Eva Kamchevska is one of most prolific playwrights and screen writers in North Macedonia and yet her work only infrequently makes it to the stage. She talks to Ivanka Apostolova Baskar about being an ’emerging’ artist and the absence of contemporary national plays.
Ivanka Apostolova Baskar: What does it mean to be an emerging or midcareer screenwriter, playwright and dramaturg in North Macedonia?
Eva Kamchevska: Emerging is a word that gives me shivers. Given my theater experience, I’m emerging, but given my biological years I should be midcareer playwright. In the case of theater. I often joke, I’ll have my debut as a playwright when I’m 50, that’s how people will remember me. It’s tragic. With the movies, maybe I would say I am midcareer. But if it’s a case of how much time has passed since I got my diploma from university, then I’m a senior (she smiles)
Ivanka Apostolova Baskar: You previously collaborated with the young theater director Milos Andonovski. What is your approach toward cooperation with colleagues in film and theater?
Eva Kamchevska: My attitude is to stay professional, honest and make the best of the collaboration we have.
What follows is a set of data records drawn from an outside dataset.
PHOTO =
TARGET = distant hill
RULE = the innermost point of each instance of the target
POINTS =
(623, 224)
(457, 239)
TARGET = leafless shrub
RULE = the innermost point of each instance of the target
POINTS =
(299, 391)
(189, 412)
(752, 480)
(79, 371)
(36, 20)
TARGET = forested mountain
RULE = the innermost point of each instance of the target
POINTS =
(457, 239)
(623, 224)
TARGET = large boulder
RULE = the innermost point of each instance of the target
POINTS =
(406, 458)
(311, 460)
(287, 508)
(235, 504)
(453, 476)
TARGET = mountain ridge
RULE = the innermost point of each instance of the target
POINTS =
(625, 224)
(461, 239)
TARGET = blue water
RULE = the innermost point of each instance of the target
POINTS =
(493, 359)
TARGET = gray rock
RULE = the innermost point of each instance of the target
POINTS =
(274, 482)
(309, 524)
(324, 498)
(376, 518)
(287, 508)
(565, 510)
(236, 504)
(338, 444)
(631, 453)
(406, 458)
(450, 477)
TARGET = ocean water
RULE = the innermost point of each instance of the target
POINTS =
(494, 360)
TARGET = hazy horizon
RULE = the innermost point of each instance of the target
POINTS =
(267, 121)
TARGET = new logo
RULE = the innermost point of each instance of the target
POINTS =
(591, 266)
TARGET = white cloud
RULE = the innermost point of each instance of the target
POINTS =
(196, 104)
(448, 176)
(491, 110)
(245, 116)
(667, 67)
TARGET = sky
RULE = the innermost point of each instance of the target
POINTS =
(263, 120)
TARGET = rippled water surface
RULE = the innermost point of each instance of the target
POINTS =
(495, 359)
Since I’m not (for now) a scriptwriter/director, as it is a rule in our country, I have to be aware that the director might change stuff and his/her vision might be different from mine. So, it’s a process. It’s utopia to find perfect match, but I keep searching.
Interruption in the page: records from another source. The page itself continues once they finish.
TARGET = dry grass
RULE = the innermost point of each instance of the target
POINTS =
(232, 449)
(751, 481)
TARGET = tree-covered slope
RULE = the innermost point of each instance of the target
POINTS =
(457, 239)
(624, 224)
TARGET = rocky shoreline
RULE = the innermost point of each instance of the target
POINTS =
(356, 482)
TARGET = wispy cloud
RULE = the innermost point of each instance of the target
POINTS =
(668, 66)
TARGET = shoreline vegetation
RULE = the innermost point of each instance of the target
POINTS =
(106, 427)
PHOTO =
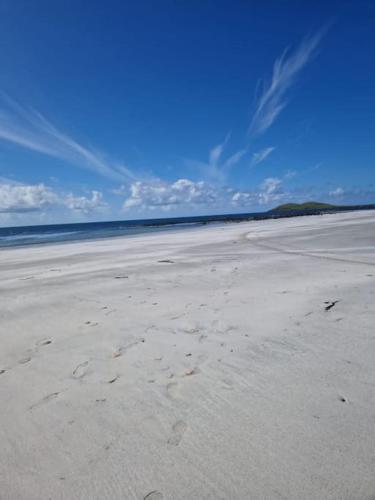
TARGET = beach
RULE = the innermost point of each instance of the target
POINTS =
(230, 361)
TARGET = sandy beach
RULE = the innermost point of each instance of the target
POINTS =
(227, 362)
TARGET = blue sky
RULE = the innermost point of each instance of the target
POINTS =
(120, 110)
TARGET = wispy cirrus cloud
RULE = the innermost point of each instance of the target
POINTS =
(261, 156)
(218, 165)
(29, 129)
(272, 99)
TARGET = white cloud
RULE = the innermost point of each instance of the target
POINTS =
(261, 156)
(29, 129)
(184, 193)
(17, 198)
(338, 192)
(289, 174)
(286, 68)
(21, 198)
(163, 195)
(216, 168)
(270, 191)
(84, 204)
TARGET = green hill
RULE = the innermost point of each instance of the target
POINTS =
(309, 205)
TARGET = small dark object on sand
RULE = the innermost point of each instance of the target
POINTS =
(330, 305)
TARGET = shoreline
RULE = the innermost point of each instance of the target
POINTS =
(227, 361)
(142, 226)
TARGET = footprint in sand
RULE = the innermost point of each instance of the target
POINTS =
(45, 400)
(178, 430)
(153, 495)
(24, 360)
(80, 370)
(43, 342)
(172, 390)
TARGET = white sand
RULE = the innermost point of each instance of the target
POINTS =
(217, 376)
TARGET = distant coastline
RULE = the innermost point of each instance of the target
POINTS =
(60, 233)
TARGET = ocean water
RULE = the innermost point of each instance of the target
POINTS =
(57, 233)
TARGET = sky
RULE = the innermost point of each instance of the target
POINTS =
(126, 110)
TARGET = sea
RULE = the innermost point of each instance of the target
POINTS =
(59, 233)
I had only one experience [of the theatre scene] very soon after graduation, as a dramaturg on Branch on the Wind, directed by Nela Vitosevic. Years after that, I met Milos, or maybe it’s better said thathe found me and got me back into theater. I’m very grateful for that. Milos is a very interesting and talented director, who has an enormous passion for theater and an ocean of ideas that he wants to develop. He doesn’t work in the traditional way (having a written play), at least not always, but finds enjoyment and challenge in finding new forms.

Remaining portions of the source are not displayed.